Venous thromboembolism is a major national health problem, with an overall age- and sex-adjusted incidence of more than 1 per 1,000 annually.1 Because the incidence of this disease is so high and progression from deep vein thrombosis (DVT) to pulmonary embolism (PE) can lead to significant morbidity and mortality, the ability to rule in or rule out DVT in the emergency department is essential.
Explore This IssueACEP News: Vol 28 – No 03 – March 2009
Ultrasound is a sensitive and specific tool for the assessment of patients presenting with symptoms suggestive of lower extremity DVT.2 Focused ultrasound of the lower extremity can be performed quickly by emergency physicians using a simplified three-point compression technique that concentrates on the evaluation of those areas with highest turbulence and at greatest risk for developing thrombus: 1) the common femoral vein at the saphenous junction, 2) the proximal deep and superficial femoral veins, and 3) the popliteal vein.3
Previous research has suggested that the three-point compression technique allows emergency physicians to determine in as few as 4 minutes and with 98% correlation with the radiology-performed complete duplex ultrasound examination the presence or absence of lower extremity DVT.4
A more recent article found that in a heterogeneous group of emergency clinicians, including residents and mid-level emergency providers with different stages in training in ultrasound, the accuracy rate is closer to 85%.5 However, this study also noted that in cases when the clinical gestalt impression of the clinician was that the patient had a high pre-test probability for DVT, the combination with the three-point compression lower extremity ultrasound had a high positive likelihood ratio for DVT.
Emergency physicians should consider performing a three-point compression technique ultrasound of the lower extremity veins in patients presenting with:
- Lower extremity swelling and/or pain.
- Suspected pulmonary embolism, but clinically unstable or with other contraindications to obtaining CT of the chest or VQ scan.

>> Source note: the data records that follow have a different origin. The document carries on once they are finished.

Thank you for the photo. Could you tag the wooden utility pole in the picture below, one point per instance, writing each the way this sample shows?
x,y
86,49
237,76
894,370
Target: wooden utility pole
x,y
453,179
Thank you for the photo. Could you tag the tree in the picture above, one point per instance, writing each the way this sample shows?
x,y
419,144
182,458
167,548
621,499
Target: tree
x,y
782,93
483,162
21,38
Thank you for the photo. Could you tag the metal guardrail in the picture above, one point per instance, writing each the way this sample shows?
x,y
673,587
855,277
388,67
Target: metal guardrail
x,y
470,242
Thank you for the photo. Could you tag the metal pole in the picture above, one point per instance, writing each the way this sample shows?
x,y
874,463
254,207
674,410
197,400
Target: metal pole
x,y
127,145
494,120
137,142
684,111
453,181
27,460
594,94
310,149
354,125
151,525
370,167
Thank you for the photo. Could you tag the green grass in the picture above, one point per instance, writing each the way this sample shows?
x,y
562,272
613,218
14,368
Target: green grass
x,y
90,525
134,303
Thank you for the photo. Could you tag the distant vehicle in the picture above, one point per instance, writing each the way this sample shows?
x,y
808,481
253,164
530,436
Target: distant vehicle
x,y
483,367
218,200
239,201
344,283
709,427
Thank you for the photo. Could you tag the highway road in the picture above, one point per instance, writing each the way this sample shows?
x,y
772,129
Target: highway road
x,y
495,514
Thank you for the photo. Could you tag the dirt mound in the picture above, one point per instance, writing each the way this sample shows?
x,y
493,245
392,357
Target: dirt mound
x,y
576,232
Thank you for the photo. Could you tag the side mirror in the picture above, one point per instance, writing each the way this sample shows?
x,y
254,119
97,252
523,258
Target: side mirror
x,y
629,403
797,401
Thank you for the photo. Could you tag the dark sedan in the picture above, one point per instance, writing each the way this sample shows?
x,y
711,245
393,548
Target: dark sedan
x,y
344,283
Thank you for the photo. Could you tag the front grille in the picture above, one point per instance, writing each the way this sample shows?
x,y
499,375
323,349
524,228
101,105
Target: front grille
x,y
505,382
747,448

- Pulseless electrical activity (PEA) as part of the assessment for a reversible cause.
How to Perform Ultrasound for DVT
- Patient Positioning: Position the patient as needed to maximize distention of the leg veins. An awake patient may be able to sit on the stretcher with the legs hanging off to the side. However, this manipulation may not be realistic in most instances when dealing with acutely ill patients. Elevating the head of the bed up to a 30-degree to 45-degree angle or positioning the stretcher in reverse Trendelenburg will also allow venous pooling in the lower extremities.6 Flex the patient’s leg at the knee and externally rotate the hip to allow the best exposure of the junction of the common, deep, and superficial femoral veins as well as the popliteal fossa. (See image 1, image 2.)

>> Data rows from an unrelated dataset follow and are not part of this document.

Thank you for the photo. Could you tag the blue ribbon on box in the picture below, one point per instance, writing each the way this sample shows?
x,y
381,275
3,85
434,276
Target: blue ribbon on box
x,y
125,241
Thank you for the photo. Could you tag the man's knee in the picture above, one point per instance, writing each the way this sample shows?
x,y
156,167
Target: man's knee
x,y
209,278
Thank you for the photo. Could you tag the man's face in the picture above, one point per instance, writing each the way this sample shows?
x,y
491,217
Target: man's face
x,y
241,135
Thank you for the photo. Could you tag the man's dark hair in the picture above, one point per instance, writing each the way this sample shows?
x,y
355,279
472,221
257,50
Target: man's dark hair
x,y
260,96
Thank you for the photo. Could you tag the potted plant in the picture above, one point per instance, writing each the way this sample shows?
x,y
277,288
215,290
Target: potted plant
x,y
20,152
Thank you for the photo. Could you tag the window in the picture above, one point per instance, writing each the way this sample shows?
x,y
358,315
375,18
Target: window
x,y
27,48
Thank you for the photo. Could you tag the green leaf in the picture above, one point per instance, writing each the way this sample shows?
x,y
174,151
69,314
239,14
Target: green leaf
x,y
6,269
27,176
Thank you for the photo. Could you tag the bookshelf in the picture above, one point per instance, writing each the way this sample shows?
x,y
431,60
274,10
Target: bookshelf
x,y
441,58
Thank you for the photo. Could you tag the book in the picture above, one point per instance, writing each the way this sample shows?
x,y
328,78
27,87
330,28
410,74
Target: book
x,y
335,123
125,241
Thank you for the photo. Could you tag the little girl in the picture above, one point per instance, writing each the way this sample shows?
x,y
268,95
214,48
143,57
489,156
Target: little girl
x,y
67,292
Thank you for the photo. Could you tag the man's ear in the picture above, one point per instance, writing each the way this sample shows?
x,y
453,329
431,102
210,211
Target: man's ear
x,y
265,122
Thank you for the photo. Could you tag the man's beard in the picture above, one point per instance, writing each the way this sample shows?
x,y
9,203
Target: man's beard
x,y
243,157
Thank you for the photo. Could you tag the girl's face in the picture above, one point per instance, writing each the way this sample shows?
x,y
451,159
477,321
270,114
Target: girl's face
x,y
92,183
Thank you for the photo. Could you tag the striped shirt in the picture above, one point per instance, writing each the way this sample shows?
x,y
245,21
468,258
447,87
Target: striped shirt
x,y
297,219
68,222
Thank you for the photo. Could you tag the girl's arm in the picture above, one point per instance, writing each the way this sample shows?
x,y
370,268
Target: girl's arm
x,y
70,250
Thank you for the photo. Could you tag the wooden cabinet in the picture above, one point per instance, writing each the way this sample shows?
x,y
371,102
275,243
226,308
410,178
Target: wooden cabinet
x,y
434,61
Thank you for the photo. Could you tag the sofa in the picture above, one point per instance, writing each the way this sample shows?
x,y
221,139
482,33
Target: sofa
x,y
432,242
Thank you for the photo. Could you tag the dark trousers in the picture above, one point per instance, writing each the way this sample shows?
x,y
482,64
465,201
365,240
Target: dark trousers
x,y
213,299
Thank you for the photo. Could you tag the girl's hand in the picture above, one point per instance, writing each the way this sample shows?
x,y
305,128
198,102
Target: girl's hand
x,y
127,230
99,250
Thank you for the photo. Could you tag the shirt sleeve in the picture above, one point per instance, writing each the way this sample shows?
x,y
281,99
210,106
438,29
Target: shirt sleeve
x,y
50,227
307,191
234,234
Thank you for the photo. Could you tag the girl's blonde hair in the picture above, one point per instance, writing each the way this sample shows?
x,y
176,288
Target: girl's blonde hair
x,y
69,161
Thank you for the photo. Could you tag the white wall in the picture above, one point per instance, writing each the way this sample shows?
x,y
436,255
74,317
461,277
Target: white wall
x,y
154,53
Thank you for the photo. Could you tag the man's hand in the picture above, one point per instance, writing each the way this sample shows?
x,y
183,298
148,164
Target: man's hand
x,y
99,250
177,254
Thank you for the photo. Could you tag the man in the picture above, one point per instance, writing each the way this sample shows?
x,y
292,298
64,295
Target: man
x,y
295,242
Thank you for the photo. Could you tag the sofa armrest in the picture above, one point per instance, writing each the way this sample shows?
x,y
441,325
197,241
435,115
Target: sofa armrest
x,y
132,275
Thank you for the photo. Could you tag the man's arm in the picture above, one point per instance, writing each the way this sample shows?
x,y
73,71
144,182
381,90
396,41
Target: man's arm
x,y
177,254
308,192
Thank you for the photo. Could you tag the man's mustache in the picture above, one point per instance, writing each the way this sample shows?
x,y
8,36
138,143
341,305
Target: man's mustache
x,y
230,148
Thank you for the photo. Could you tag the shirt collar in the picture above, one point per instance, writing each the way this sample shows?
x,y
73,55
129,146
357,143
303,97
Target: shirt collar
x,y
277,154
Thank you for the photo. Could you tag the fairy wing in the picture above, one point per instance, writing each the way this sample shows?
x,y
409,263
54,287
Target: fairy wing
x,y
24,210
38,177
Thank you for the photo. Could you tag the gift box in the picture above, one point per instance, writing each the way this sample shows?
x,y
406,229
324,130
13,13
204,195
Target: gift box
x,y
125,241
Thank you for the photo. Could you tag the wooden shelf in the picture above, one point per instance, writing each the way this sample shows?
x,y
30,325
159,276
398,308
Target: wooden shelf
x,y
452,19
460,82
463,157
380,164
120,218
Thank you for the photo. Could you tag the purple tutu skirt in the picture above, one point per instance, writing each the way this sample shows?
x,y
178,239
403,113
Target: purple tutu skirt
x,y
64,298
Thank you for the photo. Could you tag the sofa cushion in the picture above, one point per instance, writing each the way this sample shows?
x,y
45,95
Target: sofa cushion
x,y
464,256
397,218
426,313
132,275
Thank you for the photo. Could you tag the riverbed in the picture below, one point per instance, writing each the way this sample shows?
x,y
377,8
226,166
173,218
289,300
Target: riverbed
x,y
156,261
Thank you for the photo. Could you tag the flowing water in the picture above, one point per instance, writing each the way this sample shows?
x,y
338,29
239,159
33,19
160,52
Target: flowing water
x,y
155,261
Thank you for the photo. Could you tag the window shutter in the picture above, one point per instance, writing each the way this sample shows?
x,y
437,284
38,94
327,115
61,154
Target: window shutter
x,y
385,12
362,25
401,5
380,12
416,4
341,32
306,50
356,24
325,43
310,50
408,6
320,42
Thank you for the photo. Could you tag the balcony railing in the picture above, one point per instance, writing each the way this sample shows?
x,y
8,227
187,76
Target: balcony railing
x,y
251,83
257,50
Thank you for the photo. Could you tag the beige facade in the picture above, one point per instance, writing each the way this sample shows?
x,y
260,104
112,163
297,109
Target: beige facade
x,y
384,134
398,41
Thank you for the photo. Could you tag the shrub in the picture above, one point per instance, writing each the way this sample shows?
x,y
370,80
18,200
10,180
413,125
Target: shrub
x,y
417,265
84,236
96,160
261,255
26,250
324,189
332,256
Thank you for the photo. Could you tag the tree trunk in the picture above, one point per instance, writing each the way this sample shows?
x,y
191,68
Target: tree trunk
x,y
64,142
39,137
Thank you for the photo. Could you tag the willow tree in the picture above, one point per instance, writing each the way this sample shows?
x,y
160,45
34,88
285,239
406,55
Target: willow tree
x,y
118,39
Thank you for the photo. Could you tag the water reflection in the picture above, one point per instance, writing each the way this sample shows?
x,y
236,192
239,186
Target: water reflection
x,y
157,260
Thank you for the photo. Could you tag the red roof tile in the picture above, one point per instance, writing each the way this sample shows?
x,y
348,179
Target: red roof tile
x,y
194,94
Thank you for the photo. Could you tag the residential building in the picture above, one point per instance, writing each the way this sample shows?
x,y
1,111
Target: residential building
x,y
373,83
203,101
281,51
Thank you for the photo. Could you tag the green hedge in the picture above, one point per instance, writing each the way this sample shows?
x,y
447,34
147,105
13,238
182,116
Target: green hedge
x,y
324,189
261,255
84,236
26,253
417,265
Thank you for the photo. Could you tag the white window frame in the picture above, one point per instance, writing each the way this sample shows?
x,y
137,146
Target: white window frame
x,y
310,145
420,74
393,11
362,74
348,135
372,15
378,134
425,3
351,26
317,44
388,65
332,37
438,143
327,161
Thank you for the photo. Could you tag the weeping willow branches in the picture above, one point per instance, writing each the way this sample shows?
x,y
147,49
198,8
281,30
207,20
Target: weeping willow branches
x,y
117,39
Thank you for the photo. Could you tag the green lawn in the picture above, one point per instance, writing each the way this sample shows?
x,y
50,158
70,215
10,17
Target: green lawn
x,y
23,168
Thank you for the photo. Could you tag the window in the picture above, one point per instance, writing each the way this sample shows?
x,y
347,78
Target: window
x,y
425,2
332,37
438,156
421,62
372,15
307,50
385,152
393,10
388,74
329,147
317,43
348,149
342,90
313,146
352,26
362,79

- Probe Selection: The preferred probe is the high-frequency linear array probe, because it provides better resolution, and its flat surface is ideal for achieving adequate compression. However, larger patients may require the increased penetration of the lower frequency curvilinear probe.

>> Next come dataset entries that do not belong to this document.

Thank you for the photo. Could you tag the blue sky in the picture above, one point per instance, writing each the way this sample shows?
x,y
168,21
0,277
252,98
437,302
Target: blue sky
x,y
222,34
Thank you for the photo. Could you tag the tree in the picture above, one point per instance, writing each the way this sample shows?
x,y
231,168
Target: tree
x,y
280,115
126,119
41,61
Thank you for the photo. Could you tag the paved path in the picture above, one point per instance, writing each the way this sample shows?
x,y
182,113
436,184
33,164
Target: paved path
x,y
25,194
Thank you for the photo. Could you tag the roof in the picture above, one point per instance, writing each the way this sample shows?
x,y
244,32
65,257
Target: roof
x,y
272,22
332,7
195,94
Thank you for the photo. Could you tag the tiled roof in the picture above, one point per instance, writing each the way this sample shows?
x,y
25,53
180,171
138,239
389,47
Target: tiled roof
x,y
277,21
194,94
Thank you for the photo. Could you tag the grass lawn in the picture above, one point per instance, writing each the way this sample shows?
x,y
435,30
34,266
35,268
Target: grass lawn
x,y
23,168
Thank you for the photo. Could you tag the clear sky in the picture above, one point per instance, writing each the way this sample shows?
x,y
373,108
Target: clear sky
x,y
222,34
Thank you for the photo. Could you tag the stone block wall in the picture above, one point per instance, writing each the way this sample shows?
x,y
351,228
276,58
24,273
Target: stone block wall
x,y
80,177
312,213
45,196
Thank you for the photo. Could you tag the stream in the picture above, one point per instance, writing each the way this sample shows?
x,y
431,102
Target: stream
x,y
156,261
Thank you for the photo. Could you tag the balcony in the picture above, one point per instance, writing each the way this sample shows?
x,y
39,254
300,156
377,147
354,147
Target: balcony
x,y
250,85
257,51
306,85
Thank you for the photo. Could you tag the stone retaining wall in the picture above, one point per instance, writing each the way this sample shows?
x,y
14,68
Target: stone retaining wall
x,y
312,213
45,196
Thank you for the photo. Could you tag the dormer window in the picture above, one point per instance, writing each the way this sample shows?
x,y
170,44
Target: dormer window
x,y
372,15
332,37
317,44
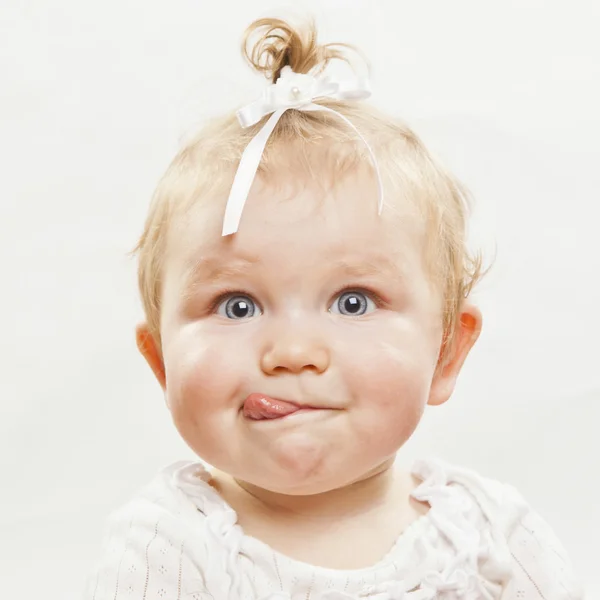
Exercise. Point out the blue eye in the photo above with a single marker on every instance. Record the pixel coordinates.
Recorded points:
(352, 304)
(238, 307)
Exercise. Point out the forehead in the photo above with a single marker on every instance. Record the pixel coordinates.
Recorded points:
(297, 221)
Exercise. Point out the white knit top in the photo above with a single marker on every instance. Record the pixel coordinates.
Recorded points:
(178, 539)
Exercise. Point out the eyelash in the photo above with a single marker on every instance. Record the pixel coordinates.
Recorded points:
(379, 301)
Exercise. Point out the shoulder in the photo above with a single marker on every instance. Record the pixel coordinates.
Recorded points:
(539, 564)
(160, 541)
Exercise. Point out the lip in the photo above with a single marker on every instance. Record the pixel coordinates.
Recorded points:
(294, 408)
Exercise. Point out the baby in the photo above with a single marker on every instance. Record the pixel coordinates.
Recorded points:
(306, 281)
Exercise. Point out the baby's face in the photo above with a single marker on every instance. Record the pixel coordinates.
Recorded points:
(316, 300)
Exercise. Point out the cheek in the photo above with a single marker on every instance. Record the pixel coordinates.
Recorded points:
(200, 372)
(390, 378)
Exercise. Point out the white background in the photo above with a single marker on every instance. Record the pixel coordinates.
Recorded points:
(94, 99)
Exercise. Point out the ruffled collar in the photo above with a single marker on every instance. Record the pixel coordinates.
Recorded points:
(477, 569)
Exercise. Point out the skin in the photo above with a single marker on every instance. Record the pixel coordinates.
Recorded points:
(371, 374)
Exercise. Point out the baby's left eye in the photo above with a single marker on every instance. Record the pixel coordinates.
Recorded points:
(352, 304)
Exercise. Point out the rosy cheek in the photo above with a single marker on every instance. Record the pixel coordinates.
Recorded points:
(202, 377)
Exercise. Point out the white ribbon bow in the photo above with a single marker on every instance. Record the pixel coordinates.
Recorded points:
(292, 90)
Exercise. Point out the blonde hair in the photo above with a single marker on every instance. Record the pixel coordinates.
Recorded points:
(207, 163)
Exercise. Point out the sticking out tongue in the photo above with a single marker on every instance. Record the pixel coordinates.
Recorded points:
(259, 406)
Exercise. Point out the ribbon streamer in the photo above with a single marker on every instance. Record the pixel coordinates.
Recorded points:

- Probe Positioning: Apply an adequate amount of ultrasound gel on the skin where the probe is located. Hold the probe in transverse position and perpendicular to the skin surface. Start the examination as proximally as possible—ideally at the inguinal ligament. Once the common femoral vein and artery are identified, scan distally until the great saphenous vein emptying into the common femoral vein can be seen. Proceed distally to the junction of the common femoral, superficial femoral, and deep femoral veins. Finally, place the probe in the popliteal fossa for visualization of the popliteal vein and artery.